En un contexto global marcado por la sobreproducción de plásticos y las limitaciones del reciclaje, los bioplásticos comienzan a posicionarse como una alternativa viable para reducir el impacto ambiental de los materiales de uso cotidiano. Su desarrollo responde a una necesidad urgente de transformar la manera en que se producen, consumen y gestionan los residuos.

De acuerdo con el Programa de las Naciones Unidas para el Medio Ambiente (PNUMA), cada año se generan más de 400 millones de toneladas de plástico en el mundo, pero menos del 10% logra reciclarse. La mayoría termina en rellenos sanitarios o en ecosistemas naturales, donde puede persistir durante siglos y fragmentarse en microplásticos que afectan la biodiversidad y la salud humana.

Frente a este panorama, los bioplásticos ofrecen ventajas relevantes. Datos de la Asociación Mexicana de Bioplásticos (AMBío) indican que producir un kilo de bioplástico compostable genera alrededor de 0.5 kilogramos de dióxido de carbono (CO₂), frente a los 5.5 kilogramos asociados a plásticos convencionales, lo que representa una reducción cercana al 90% en emisiones.

Gisela Galicia, presidenta de AMBío, subraya que estos materiales no solo reducen la huella ambiental en su producción, sino que también están diseñados para reintegrarse al entorno de forma controlada.

“Son tecnologías que en menos de 90 días pueden volverse imperceptibles en una planta de compostaje y no generan microplásticos, a diferencia de otros productos que permanecen durante décadas”, explicó.

Además, en México comienzan a desarrollarse iniciativas que aprovechan residuos agrícolas, como almidón o subproductos del campo, para fabricar bioplásticos.

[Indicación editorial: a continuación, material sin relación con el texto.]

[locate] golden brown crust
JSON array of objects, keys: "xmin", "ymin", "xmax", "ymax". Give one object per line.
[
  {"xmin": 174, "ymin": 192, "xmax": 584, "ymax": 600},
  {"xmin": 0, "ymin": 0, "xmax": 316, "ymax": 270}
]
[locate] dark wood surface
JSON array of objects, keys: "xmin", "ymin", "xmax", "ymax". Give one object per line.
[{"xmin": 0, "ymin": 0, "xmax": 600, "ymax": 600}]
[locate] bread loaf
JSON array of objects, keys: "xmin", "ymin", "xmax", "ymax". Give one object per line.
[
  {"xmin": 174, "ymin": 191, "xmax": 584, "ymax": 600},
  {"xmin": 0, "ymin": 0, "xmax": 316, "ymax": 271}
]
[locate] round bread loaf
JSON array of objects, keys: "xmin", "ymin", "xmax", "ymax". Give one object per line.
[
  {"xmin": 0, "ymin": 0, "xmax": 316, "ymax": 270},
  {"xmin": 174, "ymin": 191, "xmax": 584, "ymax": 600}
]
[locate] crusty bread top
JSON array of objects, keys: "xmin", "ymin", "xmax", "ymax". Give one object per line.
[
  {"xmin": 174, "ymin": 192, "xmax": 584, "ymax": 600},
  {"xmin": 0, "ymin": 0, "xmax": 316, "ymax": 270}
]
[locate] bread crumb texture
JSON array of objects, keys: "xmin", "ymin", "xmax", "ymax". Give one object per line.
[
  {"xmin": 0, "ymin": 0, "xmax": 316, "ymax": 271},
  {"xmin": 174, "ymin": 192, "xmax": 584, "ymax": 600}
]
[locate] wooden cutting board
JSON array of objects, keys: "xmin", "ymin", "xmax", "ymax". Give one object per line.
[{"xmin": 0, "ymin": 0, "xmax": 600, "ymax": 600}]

Este enfoque no solo reduce costos y dependencia de insumos importados, sino que fortalece cadenas productivas locales y promueve modelos de economía circular.

El PNUMA advierte que, de no implementarse cambios estructurales, la contaminación por plásticos podría triplicarse hacia 2060. En ese escenario, los bioplásticos forman parte de un conjunto más amplio de soluciones que incluyen la reducción del consumo, el rediseño de productos y el fortalecimiento de sistemas de reciclaje.

Aunque no representan una solución única, su avance refleja una transición necesaria hacia materiales más sostenibles, capaces de responder a una crisis ambiental que exige acciones inmediatas y coordinadas a nivel global.